Below, we breakdown how SLATs work and what to consider before potentially creating one. Those considering a SLAT should consult with an experienced estate tax attorney.
- The donor spouse gifts cash, life insurance, marketable securities, real estate, or other assets of which he or she is the sole owner to a SLAT and reports it on his or her gift tax return. (Those who reside in one of the nine community property states—Arizona, California, Idaho, Louisiana, Nevada, New Mexico, Texas, Washington, and Wisconsin—may first need to convert community property assets into separate property assets, typically via a so-called partition agreement.)
- Once the SLAT is funded, the beneficiary spouse can request distributions of income or principal—from which the donor spouse too may benefit, albeit indirectly.
- Upon termination of the SLAT, typically at the death of the beneficiary spouse, the remaining trust assets pass to the remainder beneficiaries named in the trust document.
For example, say Sarah and Neil have joint and separate assets totaling $30 million, which are likely to further appreciate while they’re still alive. Were they to transfer $12.92 million (2023 exemption limit) each into two SLATs benefiting each other (see “Dual SLATs,” below), they would be able to exclude the full $25.84 million—plus any future appreciation and income—from their taxable estates while still benefiting from those assets. They would then have available their remaining $4.16 million in shared assets, plus their SLAT distributions, to support their ongoing income needs.
There are potential risks implementing a SLAT which is why those considering the strategy should consult with an experienced estate tax attorney.
First and foremost, if your spouse suddenly passes away, you lose your indirect access to her or his SLAT payouts. The same is true in the case of divorce, unless you include a provision that states your trust is for the benefit of your current and future spouses, in which case you can regain indirect access to the assets once you remarry.
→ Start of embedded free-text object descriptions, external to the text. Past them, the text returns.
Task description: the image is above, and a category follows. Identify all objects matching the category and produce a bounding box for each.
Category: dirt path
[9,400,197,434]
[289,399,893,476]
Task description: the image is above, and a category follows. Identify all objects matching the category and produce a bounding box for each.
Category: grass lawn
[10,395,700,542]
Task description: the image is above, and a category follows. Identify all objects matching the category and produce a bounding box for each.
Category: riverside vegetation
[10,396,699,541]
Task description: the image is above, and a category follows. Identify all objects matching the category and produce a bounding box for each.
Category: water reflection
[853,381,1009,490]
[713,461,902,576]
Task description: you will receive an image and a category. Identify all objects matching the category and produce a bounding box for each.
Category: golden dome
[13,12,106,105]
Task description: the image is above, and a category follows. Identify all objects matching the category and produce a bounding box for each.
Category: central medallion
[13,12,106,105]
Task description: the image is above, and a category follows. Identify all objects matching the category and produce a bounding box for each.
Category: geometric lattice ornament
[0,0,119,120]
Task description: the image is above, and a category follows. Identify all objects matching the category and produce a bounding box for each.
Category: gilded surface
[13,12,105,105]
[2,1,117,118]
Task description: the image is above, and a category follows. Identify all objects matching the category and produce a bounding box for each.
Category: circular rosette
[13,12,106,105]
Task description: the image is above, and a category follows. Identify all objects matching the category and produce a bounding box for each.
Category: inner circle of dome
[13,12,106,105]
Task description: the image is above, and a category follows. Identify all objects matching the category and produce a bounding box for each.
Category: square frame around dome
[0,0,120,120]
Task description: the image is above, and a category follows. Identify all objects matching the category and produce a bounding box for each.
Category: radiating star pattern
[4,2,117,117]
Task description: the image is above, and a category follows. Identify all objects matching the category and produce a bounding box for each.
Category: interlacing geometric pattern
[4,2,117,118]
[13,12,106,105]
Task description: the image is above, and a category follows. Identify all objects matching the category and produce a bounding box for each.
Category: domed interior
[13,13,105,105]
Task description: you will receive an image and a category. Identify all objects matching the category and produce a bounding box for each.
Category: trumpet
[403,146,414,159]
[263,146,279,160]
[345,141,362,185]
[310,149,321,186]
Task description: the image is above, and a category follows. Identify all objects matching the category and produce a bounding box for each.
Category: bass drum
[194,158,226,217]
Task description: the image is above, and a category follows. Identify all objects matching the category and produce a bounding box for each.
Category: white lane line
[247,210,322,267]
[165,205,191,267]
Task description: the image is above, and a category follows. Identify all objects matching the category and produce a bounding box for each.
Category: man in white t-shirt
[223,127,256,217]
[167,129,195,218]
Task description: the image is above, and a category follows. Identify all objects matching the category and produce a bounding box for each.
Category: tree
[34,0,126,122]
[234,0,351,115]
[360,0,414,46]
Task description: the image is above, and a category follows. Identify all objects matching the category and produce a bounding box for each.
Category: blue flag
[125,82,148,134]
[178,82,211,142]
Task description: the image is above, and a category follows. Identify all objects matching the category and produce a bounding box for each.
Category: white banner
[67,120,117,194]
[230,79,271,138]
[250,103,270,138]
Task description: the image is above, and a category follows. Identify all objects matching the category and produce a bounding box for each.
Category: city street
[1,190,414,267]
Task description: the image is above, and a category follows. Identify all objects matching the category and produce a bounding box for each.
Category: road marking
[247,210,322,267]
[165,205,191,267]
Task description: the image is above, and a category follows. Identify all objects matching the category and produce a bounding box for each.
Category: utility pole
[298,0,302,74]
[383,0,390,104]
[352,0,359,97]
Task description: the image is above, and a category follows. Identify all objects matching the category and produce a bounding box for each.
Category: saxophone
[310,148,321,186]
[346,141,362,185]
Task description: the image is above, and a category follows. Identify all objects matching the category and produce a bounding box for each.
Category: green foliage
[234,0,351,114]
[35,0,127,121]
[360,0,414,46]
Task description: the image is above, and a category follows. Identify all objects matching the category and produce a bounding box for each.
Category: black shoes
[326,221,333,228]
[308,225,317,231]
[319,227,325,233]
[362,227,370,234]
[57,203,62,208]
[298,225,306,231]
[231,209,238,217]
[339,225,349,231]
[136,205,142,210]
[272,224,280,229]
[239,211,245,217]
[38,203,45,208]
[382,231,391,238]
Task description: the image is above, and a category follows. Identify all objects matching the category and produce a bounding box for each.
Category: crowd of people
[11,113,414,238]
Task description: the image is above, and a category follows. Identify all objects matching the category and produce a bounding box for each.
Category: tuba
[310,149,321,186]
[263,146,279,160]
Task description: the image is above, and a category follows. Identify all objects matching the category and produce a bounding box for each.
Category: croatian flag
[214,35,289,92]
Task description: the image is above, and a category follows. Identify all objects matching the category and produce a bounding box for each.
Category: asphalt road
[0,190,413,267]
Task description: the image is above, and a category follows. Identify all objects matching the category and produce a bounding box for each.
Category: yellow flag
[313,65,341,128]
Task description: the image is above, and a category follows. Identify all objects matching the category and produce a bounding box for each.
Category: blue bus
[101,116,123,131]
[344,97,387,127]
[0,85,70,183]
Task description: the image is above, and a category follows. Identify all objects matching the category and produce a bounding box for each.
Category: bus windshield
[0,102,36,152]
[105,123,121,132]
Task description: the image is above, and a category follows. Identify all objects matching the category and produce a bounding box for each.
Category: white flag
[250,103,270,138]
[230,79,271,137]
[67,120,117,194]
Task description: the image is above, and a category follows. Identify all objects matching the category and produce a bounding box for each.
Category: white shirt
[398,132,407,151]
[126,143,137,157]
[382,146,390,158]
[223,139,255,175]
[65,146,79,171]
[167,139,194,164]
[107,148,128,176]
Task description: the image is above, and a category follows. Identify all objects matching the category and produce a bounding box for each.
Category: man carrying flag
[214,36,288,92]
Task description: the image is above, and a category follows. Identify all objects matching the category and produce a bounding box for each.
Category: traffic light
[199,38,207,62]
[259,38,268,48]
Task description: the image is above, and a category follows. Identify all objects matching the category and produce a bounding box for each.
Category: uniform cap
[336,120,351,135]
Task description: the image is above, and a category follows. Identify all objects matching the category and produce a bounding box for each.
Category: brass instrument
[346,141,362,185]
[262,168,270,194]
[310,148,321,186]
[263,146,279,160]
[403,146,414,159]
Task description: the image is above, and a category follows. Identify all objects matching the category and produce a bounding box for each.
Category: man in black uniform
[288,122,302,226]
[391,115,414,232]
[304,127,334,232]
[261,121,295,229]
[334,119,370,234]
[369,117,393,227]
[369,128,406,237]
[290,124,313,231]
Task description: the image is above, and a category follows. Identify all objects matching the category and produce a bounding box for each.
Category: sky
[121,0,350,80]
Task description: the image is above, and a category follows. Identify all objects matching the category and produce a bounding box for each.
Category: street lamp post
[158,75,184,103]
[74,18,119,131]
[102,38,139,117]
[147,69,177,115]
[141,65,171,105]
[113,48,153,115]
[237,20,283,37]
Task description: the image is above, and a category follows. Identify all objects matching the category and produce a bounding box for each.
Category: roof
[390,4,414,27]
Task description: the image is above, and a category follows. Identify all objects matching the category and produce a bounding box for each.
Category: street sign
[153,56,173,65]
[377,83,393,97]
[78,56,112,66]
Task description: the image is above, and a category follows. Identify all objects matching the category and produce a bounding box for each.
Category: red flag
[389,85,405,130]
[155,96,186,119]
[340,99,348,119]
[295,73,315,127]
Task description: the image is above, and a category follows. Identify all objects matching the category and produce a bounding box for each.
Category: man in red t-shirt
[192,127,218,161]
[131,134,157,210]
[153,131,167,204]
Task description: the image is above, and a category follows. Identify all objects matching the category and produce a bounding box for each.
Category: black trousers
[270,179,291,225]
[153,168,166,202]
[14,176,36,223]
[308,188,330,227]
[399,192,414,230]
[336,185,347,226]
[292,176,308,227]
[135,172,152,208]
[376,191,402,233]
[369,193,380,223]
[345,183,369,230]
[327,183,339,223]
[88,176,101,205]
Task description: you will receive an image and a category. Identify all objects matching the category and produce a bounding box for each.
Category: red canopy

Be aware, too, that assets held in a SLAT do not receive a step-up in cost basis at the donor spouse’s death, potentially increasing the capital gains tax liability to the remainder beneficiaries.
A third-party trustee is often a good idea for trusts of substantial size, but it’s perhaps even more favorable in the case of SLATs. That’s because if the beneficiary spouse serves as trustee, distributions must be limited to the health, education, maintenance, and support (HEMS) standard—which is determined at the SLAT’s creation and cannot be changed—whereas a third-party trustee has more discretion and could increase distributions above HEMS, if warranted.
That said, if you do name your beneficiary spouse as the trustee, you can add a provision that gives her or him the option of appointing an independent trustee. Another popular trust clause—known as the “5 or 5 power”—allows the beneficiary spouse to annually withdraw up to $5,000 or 5% of trust assets, whichever is greater, in addition to HEMS.
Mind the Complexities
While changes in tax law are hard to predict, a SLAT may be an effective wealth-transfer strategy to consider while the lifetime gift and estate exemption remains at historically high levels. However, a SLAT strategy should be undertaken only with the help of an experienced estate planning attorney, who can determine if it makes sense for your personal circumstances and help guide you through some of the more nuanced legal complexities.
If you and your spouse both want to create a SLAT to benefit the other, beware the so-called reciprocal trust doctrine, which states that spouses cannot create substantially similar trusts. Any trusts found to be in violation of the doctrine will be ignored for federal tax purposes.
To ensure that your and your spouse’s SLAT documents have enough differences, consider drafting the documents at different times, naming different trustees and remainder beneficiaries, and providing different termination provisions, among other approaches. An estate planning attorney can help ensure you don’t run afoul of any tax laws.